O que é regional é bom

Espadarte de 133 quilos foi a estrela de mais uma iniciativa da Rota das Estrelas. FOTOS HÉLDER SANTOS/ASPRESS
António Costa marcou presença no evento.
Chefe japonês preparou sushi e sashimi no Mercado dos Lavradores

Um espadarte com 133 quilos foi a atracção de ontem da iniciativa "Rota da Estrelas", promovida pelo Grupo Porto Bay.

O chefe japonês Kei Matsushima, detentor de  uma estrela Michelin, desmanchou com perícia o lombo do enorme espadarte, com o qual fez rolos de sushi e sashimi, temperados com maracujá, ervas aromáticas, azeite e gengibre, que deliciaram todos quantos assistiram ao evento.

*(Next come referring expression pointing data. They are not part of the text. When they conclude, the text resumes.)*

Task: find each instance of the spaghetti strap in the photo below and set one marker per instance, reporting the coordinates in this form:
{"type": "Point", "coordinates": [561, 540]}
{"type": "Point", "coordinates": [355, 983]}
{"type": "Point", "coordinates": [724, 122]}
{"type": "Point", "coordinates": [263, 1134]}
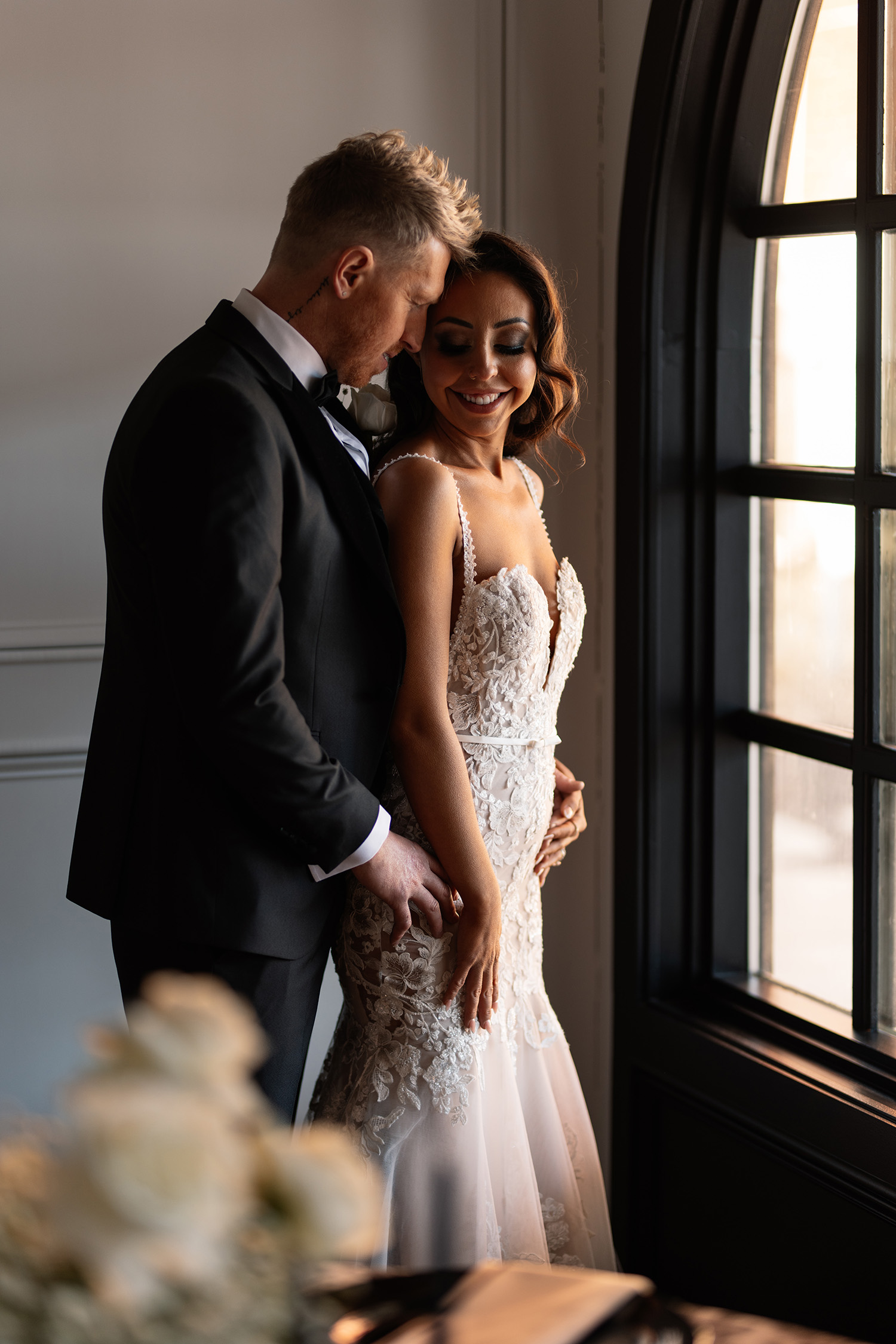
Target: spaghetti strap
{"type": "Point", "coordinates": [530, 484]}
{"type": "Point", "coordinates": [469, 553]}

Na plateia um convidado inesperado não deixou de elogiar a iguaria. António Costa, presidente da Câmara Municipal de Lisboa, acompanhado da mulher, não quis contudo prestar declarações. De férias, aproveitou a manhã de ontem para uma passagem pela praça do peixe no Mercado dos Lavradores, onde viu os chefes Michelin usarem o que de melhor tem a Madeira. Um facto aliás destacado por Benoît Sinthon, chefe anfitrião da iniciativa, o qual sublinhou que  Matsushima ficou impressionado ao cortar o espadarte devido à sua frescura.

"Mais uma vez a base do sushi que o Kei vai preparar tem como matéria prima o peixe que é o mais importante porque aqui na Madeira temos, em geral, peixe fresco todos os dias e a frescura do peixe é a base da cozinha o que deixou o Kei encantado", afirmou o chefe do "il Gallo d'Oro", acrescentando que Kei Matsushima também gostou muito da maracujá.

António Trindade, do Grupo Porto Bay, lembrou que a "Rota das Estrelas" é uma aposta com cinco anos, numa iniciativa que considera particularmente importante para os madeirenses e para os turistas. "Este tipo de eventos são particularmente importantes numa terra como a Madeira onde não temos aquele tipo de cliente de sol e praia, pelo que é preciso criar eventos que façam parte quase diária da oferta turística madeirense." É precisamente com este objectivo que o Grupo Porto Bay tem feito semanas de chocolate, de Itália. São eventos que não estão apenas virados para dentro dos hotéis.

António Trindade destacou o facto dos chefes terem origens diversas, sublinhando o caso do chefe japonês que ontem esteve na praça do peixe do mercado dos lavradores.

O empresário recusa, no entanto, falar da implementação de uma espécie de turismo gastronómico. "Temos sobretudo turismo, temos uma necessidade de ocupar tempos livres, oferecendo eventos de excelência. Não devemos ter aqui sempre a necessidade de compartimentar as coisas. Penso que quem vem para um turismo de saúde gostará de ter experiências gastronómicas, quem vem para usufruir uma cidade gostará ter essas mesmas experiências".

Segundo António Trindade, a Madeira incorpora um tipo de turismo que tem muito para oferecer. "Os madeirenses não têm direito de dizer que vivem em ambiente de crise com aquilo que têm para oferecer. Nós todos, e isto é um desafio à classe empresarial, temos que fazer os possíveis para, em conjunto, dar qualidade ao que temos."

Miguel Albuquerque, por seu turno, considerou a iniciativa do Porto Bay muito importante em termos de promoção da cidade. "Basta ver o que dizem os chefes a propósito da qualidade dos nossos frutos e do nosso pescado. Acho positivo realizar-se aqui um evento desta natureza, com uma matriz internacional, e num mercado que é o local da Madeira mais visitado em termos turísticos".

Miguel Albuquerque defende que os produtos regionais têm de estar associados ao necessário reforço do produto turístico regional". Considera mesmo que os efeitos multiplicadores do turismo na nossa economia têm de ser considerados e reforçados dentro de um plano estratégico de turismo para a Madeira."